Engineering Multilayered Nanocrystal Solids with Enhanced Optical Properties Using Metal Oxides for Photonic Applications

Managing deposition of multilayered nanocrystal quantum dot (NQD) thin films is crucial for future photonic devices to maximize solar energy extraction efficiency. Solution based NQD deposition methods require additional protection to achieve a discrete layered structure and to prevent optical degradation during processing. An attractive method to passivate and protect NQD films is overcoating with metal oxides, usually grown using atomic layer deposition (ALD). However, a significant quenching of NQD photoluminescence (PL) is typically observed after encapsulation, hindering performance and applicability.
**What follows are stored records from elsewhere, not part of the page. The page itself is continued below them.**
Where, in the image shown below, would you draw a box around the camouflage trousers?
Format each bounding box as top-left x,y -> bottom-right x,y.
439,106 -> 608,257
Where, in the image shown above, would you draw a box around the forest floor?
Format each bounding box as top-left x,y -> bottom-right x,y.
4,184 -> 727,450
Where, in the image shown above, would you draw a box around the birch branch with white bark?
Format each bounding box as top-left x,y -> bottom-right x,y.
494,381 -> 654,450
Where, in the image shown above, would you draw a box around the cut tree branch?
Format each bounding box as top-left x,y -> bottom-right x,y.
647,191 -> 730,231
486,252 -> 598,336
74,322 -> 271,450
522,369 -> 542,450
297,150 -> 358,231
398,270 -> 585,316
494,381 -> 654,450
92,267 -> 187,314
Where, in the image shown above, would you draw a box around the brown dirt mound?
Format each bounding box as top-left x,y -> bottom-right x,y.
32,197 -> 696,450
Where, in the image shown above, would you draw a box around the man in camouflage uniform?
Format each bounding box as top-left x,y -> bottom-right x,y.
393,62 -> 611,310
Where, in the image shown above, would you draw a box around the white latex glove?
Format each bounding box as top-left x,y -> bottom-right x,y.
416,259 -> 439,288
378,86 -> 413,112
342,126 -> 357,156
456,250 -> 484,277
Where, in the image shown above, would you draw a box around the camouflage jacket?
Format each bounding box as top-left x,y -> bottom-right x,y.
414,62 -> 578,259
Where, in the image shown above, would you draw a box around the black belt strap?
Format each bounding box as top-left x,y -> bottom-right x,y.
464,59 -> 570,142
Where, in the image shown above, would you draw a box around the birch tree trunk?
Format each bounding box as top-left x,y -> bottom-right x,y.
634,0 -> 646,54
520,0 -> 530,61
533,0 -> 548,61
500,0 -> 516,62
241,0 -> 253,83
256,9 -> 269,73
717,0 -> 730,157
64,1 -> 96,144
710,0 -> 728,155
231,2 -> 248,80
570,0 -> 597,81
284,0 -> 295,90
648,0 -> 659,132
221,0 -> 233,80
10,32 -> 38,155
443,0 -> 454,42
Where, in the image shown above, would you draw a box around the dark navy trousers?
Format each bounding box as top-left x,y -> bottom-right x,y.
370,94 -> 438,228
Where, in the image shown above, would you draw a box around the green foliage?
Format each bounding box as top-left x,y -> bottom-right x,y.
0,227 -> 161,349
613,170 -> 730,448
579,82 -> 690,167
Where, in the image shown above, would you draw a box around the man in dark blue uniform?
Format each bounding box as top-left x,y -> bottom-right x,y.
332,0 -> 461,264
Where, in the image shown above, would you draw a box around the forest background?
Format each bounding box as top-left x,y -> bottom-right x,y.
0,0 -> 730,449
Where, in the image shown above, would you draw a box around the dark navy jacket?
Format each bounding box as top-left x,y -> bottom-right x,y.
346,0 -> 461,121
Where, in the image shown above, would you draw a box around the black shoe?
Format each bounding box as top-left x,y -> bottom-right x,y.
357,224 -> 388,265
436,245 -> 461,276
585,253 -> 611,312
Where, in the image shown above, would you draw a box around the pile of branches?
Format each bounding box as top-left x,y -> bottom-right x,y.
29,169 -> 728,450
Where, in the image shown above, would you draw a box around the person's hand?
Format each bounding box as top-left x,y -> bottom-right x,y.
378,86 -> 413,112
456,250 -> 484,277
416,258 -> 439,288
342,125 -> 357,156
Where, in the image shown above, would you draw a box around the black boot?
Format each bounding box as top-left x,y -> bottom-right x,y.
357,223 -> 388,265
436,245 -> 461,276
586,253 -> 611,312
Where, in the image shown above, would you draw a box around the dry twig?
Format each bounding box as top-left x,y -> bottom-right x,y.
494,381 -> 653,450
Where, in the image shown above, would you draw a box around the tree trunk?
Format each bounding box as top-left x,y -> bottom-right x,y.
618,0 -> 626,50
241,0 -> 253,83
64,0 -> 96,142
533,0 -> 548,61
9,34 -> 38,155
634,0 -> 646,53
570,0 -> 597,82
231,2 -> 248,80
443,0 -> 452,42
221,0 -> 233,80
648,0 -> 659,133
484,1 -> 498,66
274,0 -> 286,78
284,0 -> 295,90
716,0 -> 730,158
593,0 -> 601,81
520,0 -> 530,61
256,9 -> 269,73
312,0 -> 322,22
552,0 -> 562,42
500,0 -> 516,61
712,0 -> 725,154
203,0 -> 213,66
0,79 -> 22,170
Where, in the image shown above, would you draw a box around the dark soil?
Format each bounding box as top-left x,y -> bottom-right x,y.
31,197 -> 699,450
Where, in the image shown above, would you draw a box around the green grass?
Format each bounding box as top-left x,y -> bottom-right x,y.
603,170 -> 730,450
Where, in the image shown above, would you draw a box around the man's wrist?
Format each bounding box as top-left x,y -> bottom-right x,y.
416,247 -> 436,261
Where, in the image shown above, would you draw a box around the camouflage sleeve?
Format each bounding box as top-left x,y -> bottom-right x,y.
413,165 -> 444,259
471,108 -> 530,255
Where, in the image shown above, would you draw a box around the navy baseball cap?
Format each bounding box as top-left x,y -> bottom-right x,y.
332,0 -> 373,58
Here, we demonstrate a modified gas-phase deposition technique that fully passivates NQD assemblies and, in contrast to standard ALD, maintains PL properties. Combined in situ FTIR and ex situ XPS measurements reveal that upon Al2O3 deposition by ALD, the metal precursor trimethylaluminum (TMA) interacts with oleic acid-capped CdSe-CdS-ZnS core-shell-shell NQDs by reorganizing the ligands and replacing Zn atoms with Al. This modification leads to PL quenching, particularly severe at elevated temperatures (similar to 100 degrees C). In contrast, simultaneous exposures of both precursors (TMA and water) lead to metal oxide deposition from gas-phase reactions taking place in the immediate vicinity of the NQD surface, without affecting the chemical nature of the NQDs. Contrary to ALD, this technique retains and even improves NQDs' photoluminescence, observed as increased PL intensities and longer lifetimes.